A group of young American Jews are challenging the the institutionalized myths they were taught about the Jewish state in classrooms, youth group trips, and summer camps.
By Emma Goldberg
U.S. anti-occupation movement IfNotNow released its “Liberation Syllabus” last week. Crowd-sourced from teachers, students, journalists, and rabbis, the syllabus offers a collection of resources — from picture books to nonfiction, cookbooks to podcasts — that Jewish institutions can integrate into their curricula to offer more balanced and just lessons about the occupation.
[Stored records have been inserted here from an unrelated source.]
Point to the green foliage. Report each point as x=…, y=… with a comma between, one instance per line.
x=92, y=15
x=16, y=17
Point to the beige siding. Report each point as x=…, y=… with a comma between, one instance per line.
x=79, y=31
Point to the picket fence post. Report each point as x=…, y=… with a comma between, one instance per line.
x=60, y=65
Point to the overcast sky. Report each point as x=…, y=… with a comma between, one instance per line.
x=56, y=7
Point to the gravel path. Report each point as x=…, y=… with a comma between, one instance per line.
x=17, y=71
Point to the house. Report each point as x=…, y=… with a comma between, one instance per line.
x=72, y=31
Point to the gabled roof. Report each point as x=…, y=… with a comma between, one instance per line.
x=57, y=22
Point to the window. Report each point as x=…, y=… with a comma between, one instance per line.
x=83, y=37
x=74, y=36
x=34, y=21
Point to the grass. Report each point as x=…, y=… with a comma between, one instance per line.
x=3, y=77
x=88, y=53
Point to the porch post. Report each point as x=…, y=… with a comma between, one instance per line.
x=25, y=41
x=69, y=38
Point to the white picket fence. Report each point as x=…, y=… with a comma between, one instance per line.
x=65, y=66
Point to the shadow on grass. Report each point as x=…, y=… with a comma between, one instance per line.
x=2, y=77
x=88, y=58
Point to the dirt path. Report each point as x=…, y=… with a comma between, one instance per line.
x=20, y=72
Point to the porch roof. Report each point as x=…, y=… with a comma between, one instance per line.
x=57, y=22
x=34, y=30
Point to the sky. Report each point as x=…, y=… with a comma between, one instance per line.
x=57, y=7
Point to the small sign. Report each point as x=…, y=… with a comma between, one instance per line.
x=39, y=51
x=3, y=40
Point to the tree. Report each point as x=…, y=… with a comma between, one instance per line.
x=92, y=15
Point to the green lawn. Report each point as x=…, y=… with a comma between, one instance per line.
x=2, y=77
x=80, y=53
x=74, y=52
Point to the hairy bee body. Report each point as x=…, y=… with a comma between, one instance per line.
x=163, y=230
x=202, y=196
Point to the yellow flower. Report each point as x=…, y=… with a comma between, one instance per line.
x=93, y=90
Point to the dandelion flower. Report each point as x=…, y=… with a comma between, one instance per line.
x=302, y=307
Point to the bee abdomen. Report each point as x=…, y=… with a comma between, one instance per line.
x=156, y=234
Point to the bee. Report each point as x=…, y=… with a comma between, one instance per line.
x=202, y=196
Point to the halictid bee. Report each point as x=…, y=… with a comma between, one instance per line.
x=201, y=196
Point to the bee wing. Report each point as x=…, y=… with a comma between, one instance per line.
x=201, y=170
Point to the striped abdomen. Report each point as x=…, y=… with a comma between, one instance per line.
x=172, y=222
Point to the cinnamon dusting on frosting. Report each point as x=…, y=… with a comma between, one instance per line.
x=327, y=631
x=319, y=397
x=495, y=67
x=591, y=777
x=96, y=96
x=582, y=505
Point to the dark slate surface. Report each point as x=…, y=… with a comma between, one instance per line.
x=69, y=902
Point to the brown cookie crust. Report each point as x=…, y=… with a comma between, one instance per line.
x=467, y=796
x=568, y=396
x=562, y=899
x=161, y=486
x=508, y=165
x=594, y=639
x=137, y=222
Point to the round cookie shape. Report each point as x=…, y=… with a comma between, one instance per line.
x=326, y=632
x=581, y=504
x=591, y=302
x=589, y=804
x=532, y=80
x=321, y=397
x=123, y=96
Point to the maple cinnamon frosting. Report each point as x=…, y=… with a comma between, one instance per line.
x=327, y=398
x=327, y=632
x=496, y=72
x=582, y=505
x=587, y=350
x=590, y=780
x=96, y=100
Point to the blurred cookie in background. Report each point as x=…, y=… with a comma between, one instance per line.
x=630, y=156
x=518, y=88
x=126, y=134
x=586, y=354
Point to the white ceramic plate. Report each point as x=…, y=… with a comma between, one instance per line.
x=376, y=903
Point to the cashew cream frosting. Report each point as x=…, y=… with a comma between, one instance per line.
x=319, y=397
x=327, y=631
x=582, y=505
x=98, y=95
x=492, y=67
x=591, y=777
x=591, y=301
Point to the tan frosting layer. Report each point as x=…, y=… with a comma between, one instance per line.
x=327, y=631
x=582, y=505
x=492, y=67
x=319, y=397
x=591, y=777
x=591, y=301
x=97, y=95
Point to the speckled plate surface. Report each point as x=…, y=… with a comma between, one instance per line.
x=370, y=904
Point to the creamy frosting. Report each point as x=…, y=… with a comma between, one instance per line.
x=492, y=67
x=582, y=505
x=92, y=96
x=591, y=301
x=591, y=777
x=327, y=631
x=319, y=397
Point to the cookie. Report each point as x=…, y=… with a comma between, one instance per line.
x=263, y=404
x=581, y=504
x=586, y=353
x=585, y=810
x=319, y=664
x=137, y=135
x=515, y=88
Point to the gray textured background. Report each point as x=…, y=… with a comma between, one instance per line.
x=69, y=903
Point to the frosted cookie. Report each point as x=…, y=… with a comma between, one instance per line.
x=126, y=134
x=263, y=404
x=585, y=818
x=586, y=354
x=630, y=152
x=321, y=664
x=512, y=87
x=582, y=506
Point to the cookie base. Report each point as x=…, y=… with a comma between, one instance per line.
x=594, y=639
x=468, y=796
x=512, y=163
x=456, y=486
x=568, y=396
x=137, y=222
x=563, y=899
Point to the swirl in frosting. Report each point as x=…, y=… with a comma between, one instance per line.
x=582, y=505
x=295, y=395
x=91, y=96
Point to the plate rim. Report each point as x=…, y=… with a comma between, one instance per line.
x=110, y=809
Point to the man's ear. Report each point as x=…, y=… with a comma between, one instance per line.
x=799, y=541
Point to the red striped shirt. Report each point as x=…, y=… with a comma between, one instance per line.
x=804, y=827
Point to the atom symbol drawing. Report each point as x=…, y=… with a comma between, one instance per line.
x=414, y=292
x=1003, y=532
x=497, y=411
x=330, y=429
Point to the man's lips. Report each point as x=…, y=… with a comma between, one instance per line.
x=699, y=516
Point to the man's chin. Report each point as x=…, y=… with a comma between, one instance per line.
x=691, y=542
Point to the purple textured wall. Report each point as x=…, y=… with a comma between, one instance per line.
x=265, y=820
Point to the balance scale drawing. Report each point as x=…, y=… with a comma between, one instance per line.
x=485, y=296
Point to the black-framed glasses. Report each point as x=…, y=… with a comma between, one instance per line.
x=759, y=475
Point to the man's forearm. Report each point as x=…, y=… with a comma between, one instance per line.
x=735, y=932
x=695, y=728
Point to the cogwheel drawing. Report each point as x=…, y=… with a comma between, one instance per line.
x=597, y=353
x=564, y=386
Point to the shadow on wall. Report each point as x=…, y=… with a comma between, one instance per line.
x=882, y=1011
The syllabus is part of IfNotNow’s “You Never Told Me” campaign, in which alumni of Jewish summer camps, day schools, and youth groups are calling on their institutions to change their Israel education to include honest understandings of the occupation and Palestinian narratives. Some of the resources in IfNotNow’s syllabus, for example, include Rashid Khalidi’s Palestinian Identity and Edward Said’s The Question of Palestine.
IfNotNow’s campaign is a critical call to action. For American Jews distressed by the intransigence and violence of the Netanyahu government — enabled and encouraged by the Trump administration — distance does not permit inaction. Meaningful responses to current conditions on the ground in Israel-Palestine can start in the U.S., with critical examination of the way American Jewish institutions teach and talk about the occupation. Most importantly, this examination must begin early in the pipeline, engaging the narratives that Jewish youth consume about Israel and the history of the conflict.
For a compelling example of the lasting effects of poor Israel education, we need look no further than Jared Kushner. Just last month, Kushner and Ivanka Trump celebrated at the opening of the American embassy in Jerusalem, smiling blithely for selfies and paparazzi, while just miles away more than 60 Palestinian protesters were being killed by Israeli forces on the Gaza border. Kushner, a strong supporter of the decision to relocate the U.S. embassy to Jerusalem, praised Israel’s human rights record during the embassy opening. He also briefly addressed the violence at the border by saying the protestors were “part of the problem and not part of the solution,” a comment that was absent from advance excerpts of his remarks delivered to the press.
Considering the narratives with which Kushner was raised, his tone-deaf engagement with Israel-Palestine shouldn’t be at all surprising. From a New York Times profile last year, we know that Kushner was taught in classrooms where eight year olds were asked to draw the map of Israel from memory and were taught to refer to the West Bank by its biblical names, Judea and Samaria: “In his classes, Palestinians were regarded at a distance, in part as security threats who committed acts of terrorism.”
Kushner received precisely the sort of education that IfNotNow’s campaign is targeting: an education that whitewashes, pinkwashes, and greenwashes Israel’s human rights abuses, that stubbornly insists on conflating an appreciation for Israel’s culture and history with support for its current government. Kushner’s callousness shows the long-term costs the Jewish community pays for institutions that fail to intervene and teach the inconvenient truths. For Palestinians on the receiving end of Israel’s abuses, the price is far higher.
The American Jewish community must confront the myths we’ve manufactured and institutionalized in day school classrooms, youth group trips, and summer camp celebrations of “Israel Day.” That most Jewish students can trace Israel’s borders but do not know what the Nakba or Green Line are is the sign of a serious failure. Tomorrow’s American Jewish leader deserve a better, more nuanced education.
Examining the terms and confines of American Jewish discourse on the conflict may seem far-removed from the bloodshed on the round but the way we talk about Israeli violence matters. In a recent op-ed for The Guardian, Moustafa Bayoumi highlighted how framing the killings in Gaza can dehumanize Palestinians and bolster Israeli narratives. “It is the peculiar fate of oppressed people everywhere that when they are killed, they are killed twice,” he wrote. “First by bullet or bomb, and next by the language to describe their deaths.”
Crafting a curriculum that educates Jewish youth about the realities and nuances of the Israeli-Palestinian conflict is no doubt a challenging task — particularly for Jewish administrators with parents, donors, and other authorities to answer to. But a syllabus that only tells one side of this complex story does a major disservice to young American Jews. Neglecting to teach about the occupation does not skirt the issue — silence is just as much of a political statement.
Emma Goldberg is an activist and writer who has written previously for Haaretz, the New York Times, Salon, Forbes, and Feministing.